Contact: Brooks Cloud
Greenville, S.C. — May 17, 2004 — At Greenville’s Metrobeat, the adage holds: The only constant is change. The South Carolina alt-weekly recently named a new publisher, hired a new music editor, and implemented a complete redesign.
“There were nights I thought our entire staff might not come back in the morning,” laughs Publisher Brooks Cloud. “But they’re professionals, and they’re committed to this paper and to putting out a good product.”
Cloud, who is also publisher of the Tuscaloosa, Ala., A&E monthly City Magazine, replaced Metrobeat publisher Clinta Carmichael in March 2004. Carmichael has been named associate publisher and now leads Metrobeat’s sales effort.
“I’m excited about the redistribution of responsibilities,” Carmichael said. “My main focus now is to generate revenue, and that’s where my strength is. I’m excited about Brooks’ being here because he brings a lot of new ideas to the paper — when you don’t have that, you can get stagnant and stale, and I think that’s where Metrobeat had gotten to.”

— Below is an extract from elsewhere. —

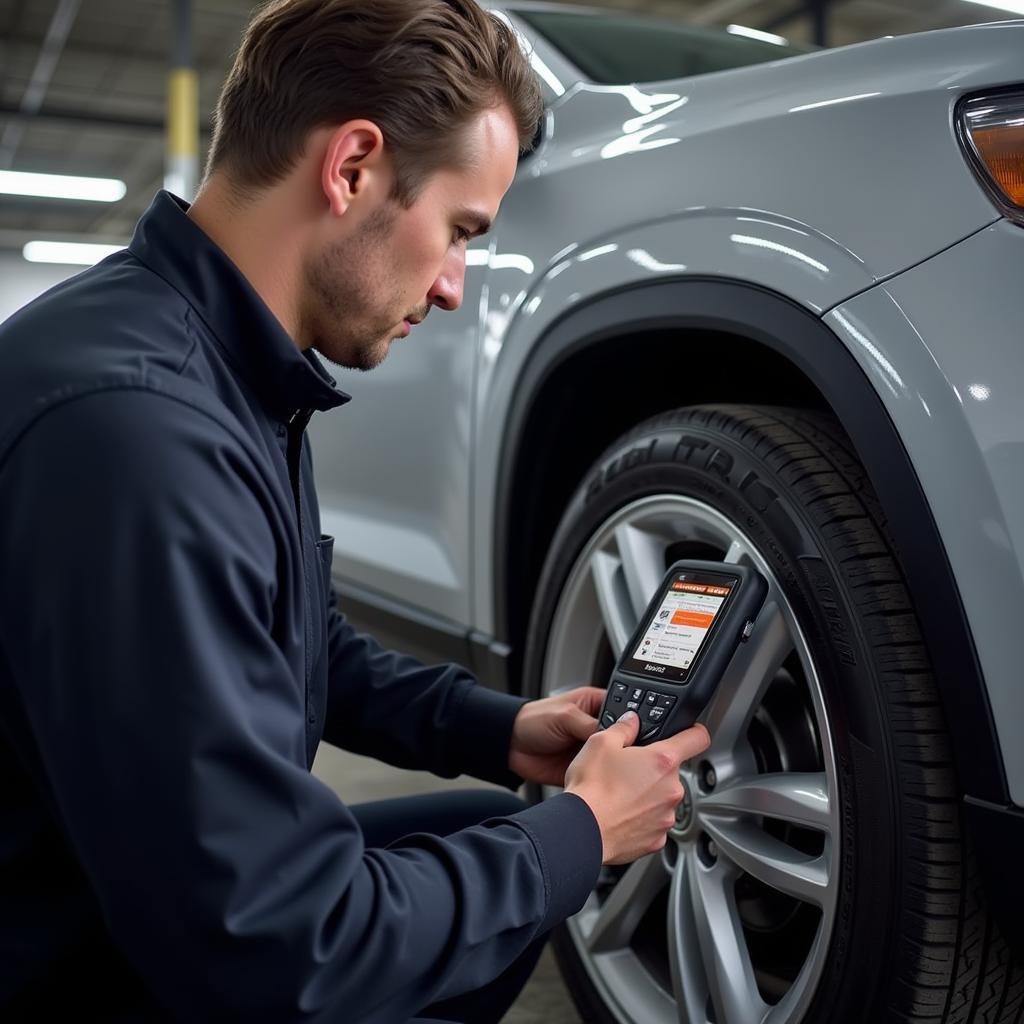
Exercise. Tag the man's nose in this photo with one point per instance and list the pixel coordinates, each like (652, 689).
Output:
(446, 289)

The hiring of a local musician as music editor rounded out the staff changes, adding “a connection to the area’s music scene and a renewed sense of energy to our music coverage,” said Editor Chris Haire.
Among Cloud’s first priorities as publisher: a redesign, spearheaded by award-winning designer Katherine Topaz of Portland, Oregon–based Topaz Design.
“The spirit of the redesign was twofold,” Cloud said. “The first and most important part was to make the back of the book — the music, movies, and listings — as high-quality a product as the news sections up front, and to make it as comprehensive as possible. The second part was to bring people into the stories in a way that helps them find what they want to read quickly.”
Topaz worked closely with the Metrobeat staff, interviewing them individually and in groups to create a format that combined her vision with that of the alt-weekly’s production and editorial departments. The redesign evolved into something of a re-creation, as the editorial staff reworked several sections based on what they discovered while rethinking the design. The result: a Metrobeat that’s “sleek, reader-friendly, and revitalized,” Cloud said.
“The back of the book was being sacrificed for the front of the book, and although the news section was award-winning, we couldn’t afford to continue to operate that way,” Cloud said. “Beefing up the back of the book was the purpose of the redesign, as well as a way to reclaim the momentum The Link had stolen from us.”
The Link is one of a new breed of daily-sponsored free weeklies. In January, Metrobeat published an article (featured on the AAN Web site) on the Gannett Corporation’s strong-arm competitive strategy leading up to its February launch of The Link. Gannett has undercut Metrobeat’s ad prices, given away ads and editorial coverage to Metrobeat advertisers, and told Metrobeat advertisers the alt-paper is going out of business.
But Cloud is confident Metrobeat will prevail. “They won’t be able to keep that up forever,” he said of The Link’s price war. “We have news. They have ‘top 10 Friends episodes.’ We have comprehensive listings. They have AP filler copy. We’re local, we’re more flexible, and we’re going to be able to do things editorially and promotionally that they can’t, because they’ve got to get the corporate stamp of approval to go to the bathroom. Metrobeat is part of this community, and it has been for 11 years, and our readers respect that.”